NUNN'S THEATER HABIT
After the Hunt gets lost in the woods
Sun. October 5, 2025 12:00 AM
by Jerry Nunn
Amazon MGM Studios' project After the Hunt seeks to have the audience question their personal perspectives regarding assault and complicated issues. Conversations from viewers after screening the film might surround overall frustration instead of the intended controversial topic.
After the Hunt is a fictional story about sexual assault in an Ivy League university, with a college professor caught in the middle of a scandal. The tale begins with the cast mingling at a party and strutting their individual improvisational skills to each other. The players give a casual delivery to the material and are working with a director whom they obviously trust. They should have proceeded with caution as the job turns into an acting exercise with no authentic gravity to it.
Julia Roberts portrays Yale University professor Alma Imhoff, who is shackled with the namesake of being the soul of the story. She's off-center with addiction disorder and complicated relationships. Nora Garrett shows everyone from the beginning that she doesn't understand subtlety while writing the script and good luck finding any real justice along the way in the statement about #MeToo. Even the title is confusing and current times have many living in a world full of misinformation and doubts about the truth. This is not a time period where it's enjoyable to watch characters twisting the truth for their own ends on the screen and the creatives approach the convoluted tale with cynicism.

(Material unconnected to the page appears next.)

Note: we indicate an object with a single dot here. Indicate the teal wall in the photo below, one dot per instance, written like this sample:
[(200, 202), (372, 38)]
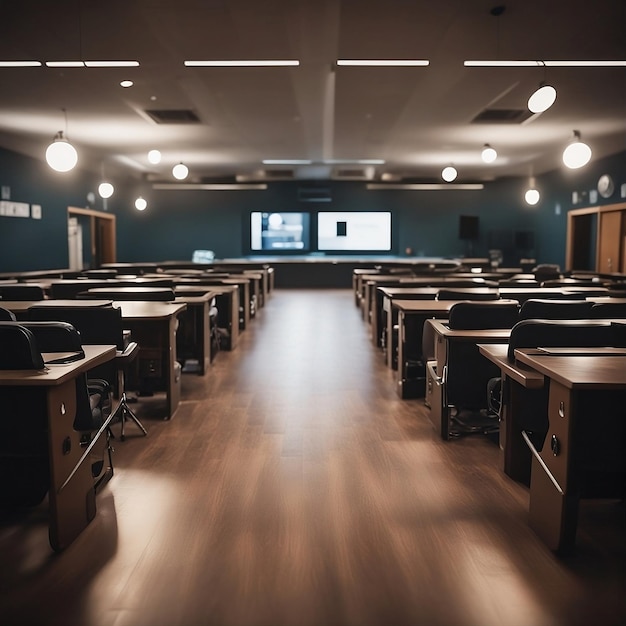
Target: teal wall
[(178, 222)]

Director Luca Guadagnino has carved out a career full of completely different projects while bouncing around through time. This talented Italian artist deserves flowers for creating unique and inherently queer cinema since 1999, but he still hasn't made his masterpiece yet. After digging into his work, viewers can see his presentations like past don't stick to the wall and are undercooked. This can leave an audience frustrated and After the Hunt deserves at least a suspension and more rewrites.
It's back to the drawing board for many of the crew, including cinematographer Malik Hassan Sayeed, who shoots in unusual angles accompanied by startling closeups. It reads like an art school textbook that tries too hard and makes one yearn for recess after hearing a loud ticking clock.
Roberts is miscast in the role of Alma and uses her past gimmicks to make her likable. Chloe Sevigny's Kim gives no signs that she's friends with Alma on any level because she has her own agenda. Alma's addiction disorder and infidelity are attempts at humanizing her, but sympathy had left the building way before that happened.
When Alma reacts badly in situations, such as attacking a person's identity, it doesn't make sense. A college teacher knows better than to bully someone in her way, especially when she's trying to obtain tenure. It's just one of a series of missteps that plague the project even until the bitter, tacked-on ending. It demeans what the players have tried to build, although Andrew Garfield, Ayo Edebiri and Michael Stuhlbarg do what they can and escape unscathed.
Luca has described his Hunt as “timely,” but his timing is off. Maybe it will fare better with his next film Artificial, which reunites him with Andrew Garfield again. Hopefully, tackling AI goes smoother than After the Hunt, which earns a grade average of a D.
After the Hunt will hike into Chicago theaters beginning October 17, 2025, with a running time of 139 minutes.